A man I didn’t know overheard our conversation and decided to give me his opinion. Apparently the look of my face wasn’t enough to stop him. “Miami?” he asked. “Why would you want to move there?” I told him that I like warm weather, beaches, and big cities with tall buildings. He frowned and told me all about some viral video that showed wind tunnels going over sky scrapers in Miami. Clearly, everyone else in the country knew I was making a bad decision.
I could have told him that I didn’t want to hear advice from a man wearing double beige. But I just smiled and nodded and found the first excuse to walk away.
Then someone started in about the snakes. Oh, there are so many pythons in The Everglades. Why would I want to leave Portland? Because I’m not an outdoorsy person. I like the beach and the city, I barely even go to the park. I don’t camp or hike here, why would I start in The Everglades?
I’m getting used to sticking up for my dreams because I know what’s right for me. But it has made me stop and wonder why we go around crapping on other peoples’ dreams.
So what if your friend wants to be a prima ballerina even though she’s never taken a dance class? Your mom wants to start her own business, your boyfriend dreams of playing poker professionally, or your neighbor just bought a bed and breakfast in Mexico? We don’t have to think other peoples’ plans are right, because they are not about us.
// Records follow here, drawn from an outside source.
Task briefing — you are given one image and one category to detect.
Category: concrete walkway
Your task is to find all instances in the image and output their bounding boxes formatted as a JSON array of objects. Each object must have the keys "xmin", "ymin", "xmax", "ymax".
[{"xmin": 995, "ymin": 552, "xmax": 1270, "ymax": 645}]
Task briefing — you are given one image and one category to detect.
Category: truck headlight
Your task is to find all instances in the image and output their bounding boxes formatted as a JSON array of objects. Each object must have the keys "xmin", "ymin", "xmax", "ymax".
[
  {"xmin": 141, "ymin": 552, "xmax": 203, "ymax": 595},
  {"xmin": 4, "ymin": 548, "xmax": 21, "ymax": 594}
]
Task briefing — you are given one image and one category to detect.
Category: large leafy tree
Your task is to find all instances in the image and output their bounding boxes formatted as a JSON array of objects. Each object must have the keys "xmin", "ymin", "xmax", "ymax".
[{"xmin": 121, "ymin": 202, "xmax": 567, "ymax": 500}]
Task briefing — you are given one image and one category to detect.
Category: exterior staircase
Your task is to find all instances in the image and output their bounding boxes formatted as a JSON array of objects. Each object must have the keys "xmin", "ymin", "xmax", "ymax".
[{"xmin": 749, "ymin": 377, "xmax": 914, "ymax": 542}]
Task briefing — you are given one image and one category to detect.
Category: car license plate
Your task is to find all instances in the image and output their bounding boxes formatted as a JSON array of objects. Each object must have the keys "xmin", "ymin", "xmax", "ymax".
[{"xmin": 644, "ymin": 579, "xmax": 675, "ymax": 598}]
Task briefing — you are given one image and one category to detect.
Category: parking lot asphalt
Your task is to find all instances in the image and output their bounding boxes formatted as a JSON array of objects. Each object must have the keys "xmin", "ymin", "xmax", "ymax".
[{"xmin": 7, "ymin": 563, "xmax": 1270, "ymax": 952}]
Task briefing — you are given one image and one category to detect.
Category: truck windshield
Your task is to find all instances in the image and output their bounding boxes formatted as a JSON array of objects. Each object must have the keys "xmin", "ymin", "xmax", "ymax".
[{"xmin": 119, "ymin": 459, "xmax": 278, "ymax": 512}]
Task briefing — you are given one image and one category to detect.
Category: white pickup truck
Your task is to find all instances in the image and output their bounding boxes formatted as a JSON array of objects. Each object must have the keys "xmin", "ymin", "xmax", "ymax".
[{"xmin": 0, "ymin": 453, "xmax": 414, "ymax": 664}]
When people share their hopes and dreams, they aren’t asking for input. They are sharing. That’s it.
We may think we’re saving them from heart ache or humiliation. Or even just from losing a little money or a lot of time. But it is not up to us to decide. We’re not helping anyone by pooping on their plans.
Now when someone tells me their hopes for the future, I think of how I can be supportive. I don’t try to tear them down. It may not be what I think is wise, but it’s not my dream or my future. I have my own parade to plan.
Has anyone ever pooped on your parade? How do you feel when other people tell you what is best for you? Any advice on how to deal with dream crushers, even the well-meaning ones?